01 Explainable AI-driven framework for automated design innovation assessment: A hybrid deep learning approach for creative work evaluation

Abstract

Design innovation assessment represents a critical challenge in contemporary creative industries, where traditional evaluation methods rely heavily on subjective expert  judgment, leading to inconsistencies, inefficiencies, and limited  scalability.  The emergence of  artificial  intelligence   technologies   offers   unprecedented   opportunities to revolutionize design evaluation processes, yet existing approaches  suffer  from black-box limitations that hinder adoption in professional design contexts where transparency and interpretability are paramount.

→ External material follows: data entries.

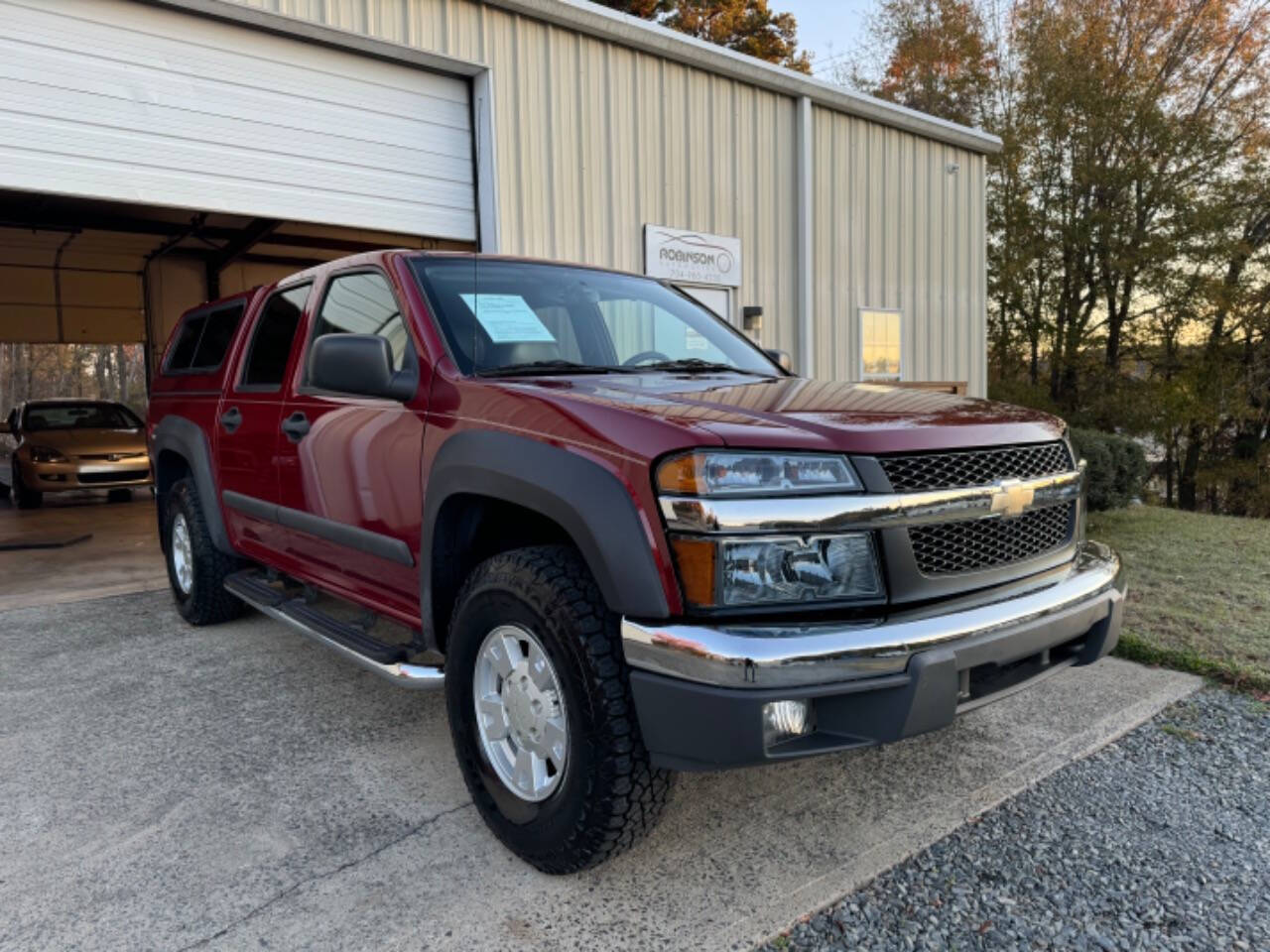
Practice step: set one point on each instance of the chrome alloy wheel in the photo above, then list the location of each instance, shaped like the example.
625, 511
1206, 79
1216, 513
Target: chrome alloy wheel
182, 555
520, 712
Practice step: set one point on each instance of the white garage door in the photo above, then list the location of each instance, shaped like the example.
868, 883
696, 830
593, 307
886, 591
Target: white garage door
121, 100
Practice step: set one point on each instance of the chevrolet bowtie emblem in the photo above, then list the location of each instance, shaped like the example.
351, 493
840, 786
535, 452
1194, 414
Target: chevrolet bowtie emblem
1011, 498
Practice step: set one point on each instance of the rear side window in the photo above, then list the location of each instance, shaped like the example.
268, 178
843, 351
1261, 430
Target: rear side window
271, 343
203, 340
363, 303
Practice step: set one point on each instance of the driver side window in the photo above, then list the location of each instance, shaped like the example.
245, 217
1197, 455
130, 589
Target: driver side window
642, 327
363, 303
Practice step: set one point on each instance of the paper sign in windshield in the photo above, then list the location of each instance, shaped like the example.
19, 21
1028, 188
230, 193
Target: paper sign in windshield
508, 318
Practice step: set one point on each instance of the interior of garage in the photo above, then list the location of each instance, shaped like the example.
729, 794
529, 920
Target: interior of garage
98, 273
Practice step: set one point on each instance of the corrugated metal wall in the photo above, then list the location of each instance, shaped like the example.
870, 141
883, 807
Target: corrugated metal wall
594, 140
893, 227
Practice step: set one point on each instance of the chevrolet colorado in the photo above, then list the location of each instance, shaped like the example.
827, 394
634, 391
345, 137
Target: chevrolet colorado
620, 536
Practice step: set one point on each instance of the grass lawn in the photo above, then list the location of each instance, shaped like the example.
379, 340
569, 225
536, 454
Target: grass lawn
1199, 592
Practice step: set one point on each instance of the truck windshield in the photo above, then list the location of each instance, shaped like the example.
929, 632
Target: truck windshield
512, 317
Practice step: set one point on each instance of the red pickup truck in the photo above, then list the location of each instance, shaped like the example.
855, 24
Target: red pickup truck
621, 537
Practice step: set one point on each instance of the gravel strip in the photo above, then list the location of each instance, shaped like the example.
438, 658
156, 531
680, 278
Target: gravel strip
1159, 841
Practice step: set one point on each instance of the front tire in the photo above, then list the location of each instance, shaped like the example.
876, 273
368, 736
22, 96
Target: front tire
589, 791
195, 567
24, 497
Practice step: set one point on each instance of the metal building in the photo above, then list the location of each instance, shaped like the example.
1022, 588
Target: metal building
157, 154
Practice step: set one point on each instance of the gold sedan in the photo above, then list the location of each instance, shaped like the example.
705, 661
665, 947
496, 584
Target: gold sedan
67, 444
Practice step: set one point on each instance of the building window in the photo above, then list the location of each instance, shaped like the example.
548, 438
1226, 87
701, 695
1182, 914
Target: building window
880, 344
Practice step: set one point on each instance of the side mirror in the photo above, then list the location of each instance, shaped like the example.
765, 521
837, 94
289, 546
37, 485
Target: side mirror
359, 365
783, 358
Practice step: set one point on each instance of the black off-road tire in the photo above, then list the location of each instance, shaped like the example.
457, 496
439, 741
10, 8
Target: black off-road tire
24, 497
610, 794
207, 601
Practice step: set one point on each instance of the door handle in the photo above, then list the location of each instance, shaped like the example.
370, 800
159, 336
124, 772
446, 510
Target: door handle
295, 426
231, 419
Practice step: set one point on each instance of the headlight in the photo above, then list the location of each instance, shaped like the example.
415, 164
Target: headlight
722, 474
46, 454
776, 569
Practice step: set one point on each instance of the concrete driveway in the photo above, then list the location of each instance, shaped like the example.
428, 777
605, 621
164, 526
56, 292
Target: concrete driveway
236, 787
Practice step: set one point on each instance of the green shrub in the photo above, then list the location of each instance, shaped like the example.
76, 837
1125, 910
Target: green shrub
1116, 467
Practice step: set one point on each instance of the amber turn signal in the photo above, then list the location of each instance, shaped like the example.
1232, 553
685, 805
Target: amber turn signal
681, 475
695, 558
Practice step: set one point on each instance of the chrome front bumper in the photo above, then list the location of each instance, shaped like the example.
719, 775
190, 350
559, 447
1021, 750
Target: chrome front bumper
1005, 624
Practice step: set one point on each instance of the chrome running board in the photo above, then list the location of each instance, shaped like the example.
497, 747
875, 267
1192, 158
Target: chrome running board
352, 643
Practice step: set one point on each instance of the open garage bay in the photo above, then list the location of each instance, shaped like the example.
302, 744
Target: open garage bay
232, 787
77, 546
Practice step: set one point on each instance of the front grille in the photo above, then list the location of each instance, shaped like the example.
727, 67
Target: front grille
974, 467
117, 476
951, 547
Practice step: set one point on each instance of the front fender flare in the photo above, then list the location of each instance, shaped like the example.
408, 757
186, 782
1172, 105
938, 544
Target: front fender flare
187, 438
584, 499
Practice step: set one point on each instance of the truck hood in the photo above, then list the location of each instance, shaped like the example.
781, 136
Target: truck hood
806, 414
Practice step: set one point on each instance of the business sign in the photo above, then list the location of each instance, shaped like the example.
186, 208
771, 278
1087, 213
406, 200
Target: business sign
691, 257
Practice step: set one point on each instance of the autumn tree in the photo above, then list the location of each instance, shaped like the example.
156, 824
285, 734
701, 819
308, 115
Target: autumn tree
746, 26
938, 58
1128, 211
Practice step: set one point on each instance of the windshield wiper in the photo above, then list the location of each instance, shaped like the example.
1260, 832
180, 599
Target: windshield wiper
695, 365
545, 367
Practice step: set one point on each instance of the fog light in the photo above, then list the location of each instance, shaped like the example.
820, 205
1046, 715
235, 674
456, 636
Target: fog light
784, 720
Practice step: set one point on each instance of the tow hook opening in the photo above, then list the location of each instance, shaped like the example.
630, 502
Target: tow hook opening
987, 680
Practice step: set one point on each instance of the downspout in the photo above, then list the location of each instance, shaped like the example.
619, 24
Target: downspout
58, 286
804, 243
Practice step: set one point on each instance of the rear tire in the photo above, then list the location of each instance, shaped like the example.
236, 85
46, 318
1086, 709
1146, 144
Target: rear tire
195, 567
24, 497
607, 794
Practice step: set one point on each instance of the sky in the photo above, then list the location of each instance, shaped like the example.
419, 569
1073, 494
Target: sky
828, 28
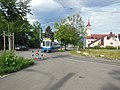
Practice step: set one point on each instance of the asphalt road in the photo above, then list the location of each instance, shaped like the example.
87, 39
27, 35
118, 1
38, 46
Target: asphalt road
61, 71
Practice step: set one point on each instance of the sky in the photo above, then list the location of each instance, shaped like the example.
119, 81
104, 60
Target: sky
104, 15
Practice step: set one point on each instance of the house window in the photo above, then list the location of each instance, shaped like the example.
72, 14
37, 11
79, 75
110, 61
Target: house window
108, 38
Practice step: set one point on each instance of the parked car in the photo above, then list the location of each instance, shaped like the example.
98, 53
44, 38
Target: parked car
21, 48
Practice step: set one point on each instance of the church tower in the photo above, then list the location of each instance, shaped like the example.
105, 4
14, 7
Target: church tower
88, 29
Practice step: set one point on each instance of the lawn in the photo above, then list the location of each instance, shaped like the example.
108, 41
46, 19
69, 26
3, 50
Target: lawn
104, 53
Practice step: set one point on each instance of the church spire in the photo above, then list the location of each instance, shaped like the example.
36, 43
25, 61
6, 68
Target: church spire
88, 23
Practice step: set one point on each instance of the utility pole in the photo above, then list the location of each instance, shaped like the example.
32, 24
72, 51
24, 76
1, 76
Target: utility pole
13, 40
4, 39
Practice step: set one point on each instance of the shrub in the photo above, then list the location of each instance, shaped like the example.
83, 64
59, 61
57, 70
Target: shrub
9, 63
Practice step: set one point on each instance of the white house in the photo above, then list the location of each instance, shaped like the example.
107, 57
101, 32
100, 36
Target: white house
101, 39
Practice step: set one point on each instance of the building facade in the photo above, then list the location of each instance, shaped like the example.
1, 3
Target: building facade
101, 40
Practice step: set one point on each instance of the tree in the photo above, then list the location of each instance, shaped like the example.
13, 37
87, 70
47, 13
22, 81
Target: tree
12, 10
76, 22
49, 33
67, 34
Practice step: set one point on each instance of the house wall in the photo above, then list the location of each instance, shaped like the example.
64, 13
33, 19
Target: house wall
88, 41
113, 41
110, 42
96, 43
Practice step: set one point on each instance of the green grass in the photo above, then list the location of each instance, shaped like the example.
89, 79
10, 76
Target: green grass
9, 63
108, 53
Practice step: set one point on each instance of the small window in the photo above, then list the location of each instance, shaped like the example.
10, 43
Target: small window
43, 43
108, 38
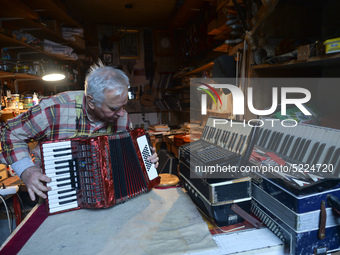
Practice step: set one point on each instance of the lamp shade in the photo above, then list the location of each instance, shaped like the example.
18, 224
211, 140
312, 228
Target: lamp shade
53, 73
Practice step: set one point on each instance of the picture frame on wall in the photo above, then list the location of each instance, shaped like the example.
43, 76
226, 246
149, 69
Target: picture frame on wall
129, 45
107, 57
163, 43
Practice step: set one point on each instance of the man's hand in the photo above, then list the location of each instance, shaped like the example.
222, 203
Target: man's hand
154, 157
33, 179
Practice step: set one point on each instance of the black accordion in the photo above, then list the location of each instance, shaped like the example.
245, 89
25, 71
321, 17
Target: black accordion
97, 172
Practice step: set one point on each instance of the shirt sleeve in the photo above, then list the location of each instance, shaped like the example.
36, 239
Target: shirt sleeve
17, 133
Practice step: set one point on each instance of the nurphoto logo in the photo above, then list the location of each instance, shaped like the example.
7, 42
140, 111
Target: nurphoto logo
238, 99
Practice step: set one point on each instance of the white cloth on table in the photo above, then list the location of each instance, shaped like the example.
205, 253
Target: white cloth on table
158, 222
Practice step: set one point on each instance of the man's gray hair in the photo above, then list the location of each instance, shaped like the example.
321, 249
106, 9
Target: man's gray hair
101, 78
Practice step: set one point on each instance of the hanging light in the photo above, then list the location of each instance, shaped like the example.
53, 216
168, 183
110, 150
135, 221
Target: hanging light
53, 73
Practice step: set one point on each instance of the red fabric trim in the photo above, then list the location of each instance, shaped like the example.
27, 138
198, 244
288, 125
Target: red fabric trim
26, 231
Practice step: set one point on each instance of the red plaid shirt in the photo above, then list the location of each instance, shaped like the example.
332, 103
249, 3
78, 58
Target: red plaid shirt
54, 118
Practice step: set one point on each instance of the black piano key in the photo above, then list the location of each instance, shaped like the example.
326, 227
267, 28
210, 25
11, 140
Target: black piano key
288, 145
61, 149
63, 184
213, 133
259, 132
312, 153
227, 137
284, 144
295, 146
328, 155
63, 179
234, 141
218, 134
334, 162
299, 149
265, 139
62, 154
277, 141
66, 196
239, 143
61, 167
231, 140
318, 154
210, 133
304, 150
204, 133
243, 144
62, 172
61, 161
65, 191
67, 201
261, 141
224, 133
272, 139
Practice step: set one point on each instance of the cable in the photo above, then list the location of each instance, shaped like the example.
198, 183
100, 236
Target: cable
9, 222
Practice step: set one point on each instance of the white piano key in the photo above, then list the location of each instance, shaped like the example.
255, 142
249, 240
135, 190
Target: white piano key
55, 190
58, 208
61, 197
54, 145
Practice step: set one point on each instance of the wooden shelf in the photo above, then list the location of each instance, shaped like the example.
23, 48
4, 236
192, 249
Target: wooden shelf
18, 75
41, 32
197, 70
318, 61
7, 41
51, 9
16, 9
186, 12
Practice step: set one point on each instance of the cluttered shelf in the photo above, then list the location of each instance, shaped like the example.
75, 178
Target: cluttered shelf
328, 59
196, 70
43, 31
6, 40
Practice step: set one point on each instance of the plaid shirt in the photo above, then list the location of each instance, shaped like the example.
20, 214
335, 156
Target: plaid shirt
54, 118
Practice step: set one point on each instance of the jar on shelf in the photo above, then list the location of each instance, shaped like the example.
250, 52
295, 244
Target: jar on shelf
28, 102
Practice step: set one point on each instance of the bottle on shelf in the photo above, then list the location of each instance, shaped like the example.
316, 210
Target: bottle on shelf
35, 99
5, 56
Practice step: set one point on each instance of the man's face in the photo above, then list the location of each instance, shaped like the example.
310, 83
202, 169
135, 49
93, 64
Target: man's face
112, 107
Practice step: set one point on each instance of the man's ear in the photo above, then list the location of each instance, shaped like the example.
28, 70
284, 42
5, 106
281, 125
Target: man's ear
89, 102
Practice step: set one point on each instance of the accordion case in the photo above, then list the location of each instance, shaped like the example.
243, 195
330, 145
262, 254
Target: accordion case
298, 201
97, 172
223, 145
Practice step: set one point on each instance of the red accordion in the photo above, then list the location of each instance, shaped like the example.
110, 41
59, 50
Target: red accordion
97, 172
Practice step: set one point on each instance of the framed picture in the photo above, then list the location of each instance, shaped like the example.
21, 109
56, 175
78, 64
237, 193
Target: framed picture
163, 43
129, 47
107, 57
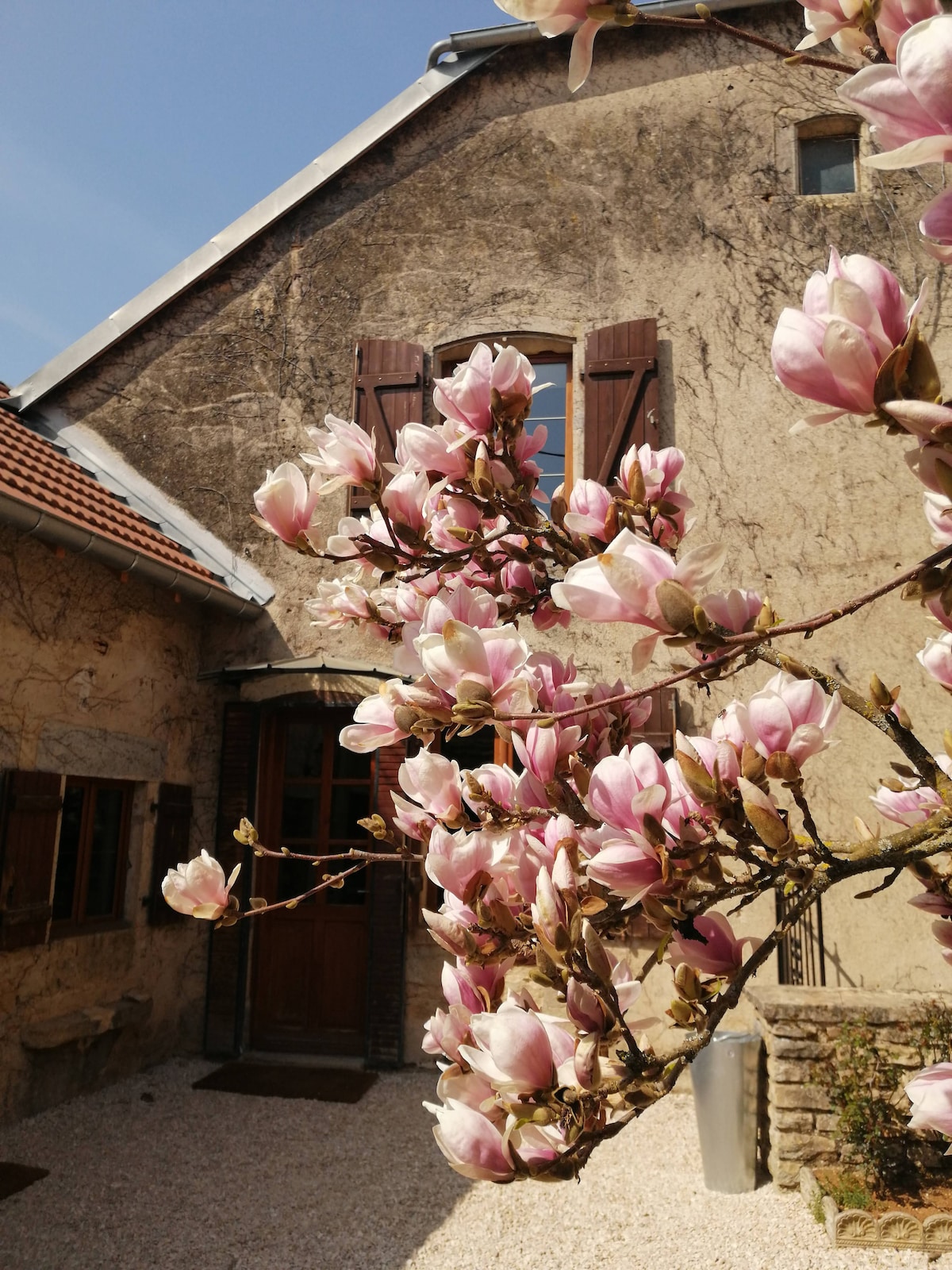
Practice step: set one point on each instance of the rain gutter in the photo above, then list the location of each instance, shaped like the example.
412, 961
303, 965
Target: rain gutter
57, 533
527, 32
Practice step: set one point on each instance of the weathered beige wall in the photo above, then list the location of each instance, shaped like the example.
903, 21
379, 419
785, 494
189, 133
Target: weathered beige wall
666, 187
98, 679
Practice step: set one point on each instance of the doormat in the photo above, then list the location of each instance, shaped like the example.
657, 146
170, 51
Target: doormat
277, 1081
17, 1178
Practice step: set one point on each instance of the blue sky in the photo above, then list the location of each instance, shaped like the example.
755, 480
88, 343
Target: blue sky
132, 133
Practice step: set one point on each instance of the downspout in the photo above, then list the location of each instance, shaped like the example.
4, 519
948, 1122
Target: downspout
126, 560
527, 32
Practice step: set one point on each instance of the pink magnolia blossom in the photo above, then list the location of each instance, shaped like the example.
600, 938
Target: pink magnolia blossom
556, 17
433, 781
447, 1032
287, 502
937, 660
734, 610
198, 888
911, 806
909, 106
516, 1051
942, 933
628, 868
493, 658
793, 714
588, 507
620, 584
344, 452
936, 226
628, 787
465, 398
454, 859
831, 349
939, 514
405, 498
931, 1094
842, 21
431, 450
473, 1145
717, 952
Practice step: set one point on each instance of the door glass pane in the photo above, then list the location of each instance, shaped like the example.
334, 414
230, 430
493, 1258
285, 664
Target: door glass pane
348, 804
105, 852
67, 856
355, 889
304, 752
300, 812
828, 165
296, 876
349, 766
549, 410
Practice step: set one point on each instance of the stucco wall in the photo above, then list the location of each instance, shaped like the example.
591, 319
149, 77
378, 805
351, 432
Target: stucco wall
664, 188
98, 679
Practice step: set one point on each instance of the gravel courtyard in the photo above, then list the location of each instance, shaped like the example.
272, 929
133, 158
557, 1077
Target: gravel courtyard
154, 1175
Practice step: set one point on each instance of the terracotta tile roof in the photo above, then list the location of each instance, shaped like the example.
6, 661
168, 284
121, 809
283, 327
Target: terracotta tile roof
35, 473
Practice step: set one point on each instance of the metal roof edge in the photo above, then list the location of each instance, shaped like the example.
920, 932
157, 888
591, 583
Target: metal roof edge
241, 232
120, 478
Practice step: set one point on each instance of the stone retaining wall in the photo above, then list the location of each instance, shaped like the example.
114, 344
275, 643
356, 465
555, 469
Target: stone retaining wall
800, 1028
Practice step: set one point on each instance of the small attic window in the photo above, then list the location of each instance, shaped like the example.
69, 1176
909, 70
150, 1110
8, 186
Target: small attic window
828, 152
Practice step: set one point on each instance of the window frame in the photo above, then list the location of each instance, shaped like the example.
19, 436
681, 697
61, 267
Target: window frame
78, 922
541, 349
828, 127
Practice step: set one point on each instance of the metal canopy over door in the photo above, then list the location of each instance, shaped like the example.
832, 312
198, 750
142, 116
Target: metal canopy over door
310, 964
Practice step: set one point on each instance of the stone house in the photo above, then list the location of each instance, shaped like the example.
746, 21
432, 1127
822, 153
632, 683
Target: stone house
109, 749
638, 241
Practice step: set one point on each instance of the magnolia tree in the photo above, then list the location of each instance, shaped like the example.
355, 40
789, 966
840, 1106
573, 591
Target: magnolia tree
547, 867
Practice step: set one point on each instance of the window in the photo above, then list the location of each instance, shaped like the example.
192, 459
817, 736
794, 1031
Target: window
828, 152
552, 361
92, 851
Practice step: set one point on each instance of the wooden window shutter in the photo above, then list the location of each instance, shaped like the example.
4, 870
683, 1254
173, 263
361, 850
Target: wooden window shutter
228, 949
173, 826
31, 816
387, 899
387, 394
658, 729
621, 394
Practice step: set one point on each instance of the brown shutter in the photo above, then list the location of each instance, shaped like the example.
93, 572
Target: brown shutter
385, 1015
658, 729
228, 950
31, 816
387, 394
621, 394
173, 826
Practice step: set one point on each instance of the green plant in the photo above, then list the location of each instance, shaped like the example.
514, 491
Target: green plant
848, 1191
866, 1087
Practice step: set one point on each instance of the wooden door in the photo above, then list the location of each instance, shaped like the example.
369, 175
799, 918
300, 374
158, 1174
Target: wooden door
310, 964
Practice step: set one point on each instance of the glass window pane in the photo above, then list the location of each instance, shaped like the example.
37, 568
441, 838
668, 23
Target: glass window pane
473, 751
828, 165
300, 812
348, 804
70, 826
304, 753
105, 852
549, 410
349, 766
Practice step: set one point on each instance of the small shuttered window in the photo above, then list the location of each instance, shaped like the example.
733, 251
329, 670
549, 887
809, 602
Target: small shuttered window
387, 394
173, 826
31, 816
621, 394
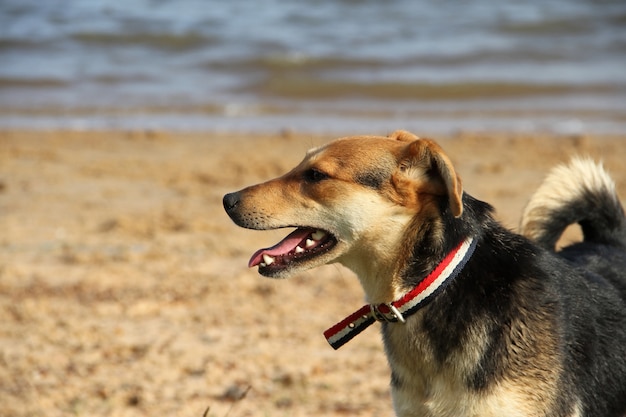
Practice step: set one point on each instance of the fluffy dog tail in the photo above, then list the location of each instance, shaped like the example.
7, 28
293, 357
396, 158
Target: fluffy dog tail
581, 192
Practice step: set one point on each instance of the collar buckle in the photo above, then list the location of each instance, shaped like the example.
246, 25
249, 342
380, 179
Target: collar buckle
386, 312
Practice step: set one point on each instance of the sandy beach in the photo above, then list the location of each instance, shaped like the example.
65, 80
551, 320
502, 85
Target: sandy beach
124, 289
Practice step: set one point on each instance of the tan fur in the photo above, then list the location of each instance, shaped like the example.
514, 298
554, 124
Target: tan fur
376, 227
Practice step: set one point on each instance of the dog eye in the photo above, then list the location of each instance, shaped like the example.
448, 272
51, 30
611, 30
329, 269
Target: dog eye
314, 175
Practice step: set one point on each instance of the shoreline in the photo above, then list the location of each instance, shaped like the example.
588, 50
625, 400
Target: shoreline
124, 288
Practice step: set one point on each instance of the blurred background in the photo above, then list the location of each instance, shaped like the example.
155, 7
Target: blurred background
321, 66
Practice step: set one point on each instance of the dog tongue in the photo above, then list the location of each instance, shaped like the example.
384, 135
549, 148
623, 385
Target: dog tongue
285, 246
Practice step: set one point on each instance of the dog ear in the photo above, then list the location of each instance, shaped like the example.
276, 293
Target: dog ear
425, 156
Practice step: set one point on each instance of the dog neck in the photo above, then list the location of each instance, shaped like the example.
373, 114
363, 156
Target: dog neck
409, 303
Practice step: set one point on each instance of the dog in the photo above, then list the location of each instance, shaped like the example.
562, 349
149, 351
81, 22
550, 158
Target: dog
476, 320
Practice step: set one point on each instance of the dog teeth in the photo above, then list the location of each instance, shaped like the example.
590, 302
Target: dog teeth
267, 260
319, 235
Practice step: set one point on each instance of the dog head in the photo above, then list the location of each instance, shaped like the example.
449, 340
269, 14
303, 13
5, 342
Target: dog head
355, 201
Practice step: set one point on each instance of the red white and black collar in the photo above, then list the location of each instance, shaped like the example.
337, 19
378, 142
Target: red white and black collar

Here we present an  explainable  AI- driven framework that synergizes advanced deep  learning  architectures  with interpretable machine learning techniques to enable automated, objective, and transparent design  innovation  assessment.  Our  hybrid  approach  integrates DenseNet201 for comprehensive visual feature extraction with Support Vector Machine classification for  robust  decision  boundary  formation,  enhanced  by  multiple explainable AI techniques including Gradient-weighted Class Activation Mapping, Integrated Gradients, and Layer-wise Relevance Propagation to provide multi-level interpretability. Through comprehensive evaluation on a curated dataset of 5,247 design works spanning product design, graphic design, architectural design, and user interface design,  our  framework  achieves  exceptional  performance  with  97.8% accuracy,  96.4% precision,  97.1%  recall,  and  96.7%  F1-score.   The   explainability analysis demonstrates that Layer-wise Relevance  Propagation  provides  the  most effective interpretability  with  95.6%  innovation  element  localization  accuracy  and  93.4% expert acceptance rate. User studies involving 30 design experts and  120 professional designers confirm significant improvements in evaluation  efficiency  (42% time reduction) and consistency (92% inter-rater agreement vs. 67% for traditional methods). This framework establishes a new paradigm for design evaluation  that  combines computational precision with  human-interpretable  insights,  offering substantial potential  for  transforming  design  education,  creative  industry  workflows, and innovation management practices.